Para comenzar, coloque el ratón eutanasiado en decúbito supino sobre la tabla de disección. Usando pines en T de disección, asegure las almohadillas de los pies del mouse al tablero. Con unas tijeras de disección quirúrgica, haga una incisión en la parte inferior del abdomen y corte hasta la barbilla.

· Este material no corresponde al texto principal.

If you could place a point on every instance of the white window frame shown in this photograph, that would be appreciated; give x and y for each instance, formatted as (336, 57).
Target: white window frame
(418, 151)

Después de separar la piel del revestimiento peritoneal, estírela perpendicularmente lejos del tronco y sujétela con alfileres. Empleando pinzas romas, extraiga cuidadosamente los ganglios linfáticos cervicales, axiales, braquiales e inguinales, así como el bazo y colóquelos en un filtro celular de 70 micrómetros que contenga dos mililitros de medio R9. Para preparar una suspensión de una sola celda, gire la herramienta de disrupción de tejido media vuelta en el sentido de las agujas del reloj y en el sentido contrario a las agujas del reloj repetidamente.
Lave el colador con cinco mililitros de medio. Luego, transfiera la suspensión celular a un tubo cónico de 15 mililitros y centrifuérrelo. Después de decantar el sobrenadante, agregue 500 microlitros de tampón lisante al tubo para eliminar los glóbulos rojos.
Después de un minuto, mezcle las celdas con 9,5 mililitros de medio R9. Centrifuga el tubo. Y decantar bien el sobrenadante.
A continuación, vuelva a suspender el pellet celular en 10 mililitros de medio de selección negativa que contenga anticuerpos anti-MHC2 y anti-CD4, y coloque el tubo en un balancín durante 30 minutos. Después de peletizar las células a 270 g durante cinco minutos, decantar el sobrenadante. Simultáneamente en un tubo cónico de 15 mililitros, lavar 200 microlitros de perlas anti-ratas de oveja e inmunoglobulina G en siete mililitros por medio.
Coloque el tubo en un imán y retire el medio. Después de lavar dos veces más, vuelva a suspender las perlas en siete mililitros de R9 medio. Luego, mezcle siete mililitros de la suspensión de cuentas con el pellet de celda e incube el tubo en un balancín.
Para eliminar las células unidas a las perlas de anticuerpos, coloque el tubo cónico directamente sobre el imán durante tres minutos. Aspire la suspensión celular en un nuevo tubo de 15 mililitros, manteniendo el tubo en el imán. Granular las células CD8 positivas enriquecidas y lavar tres veces a fuego medio.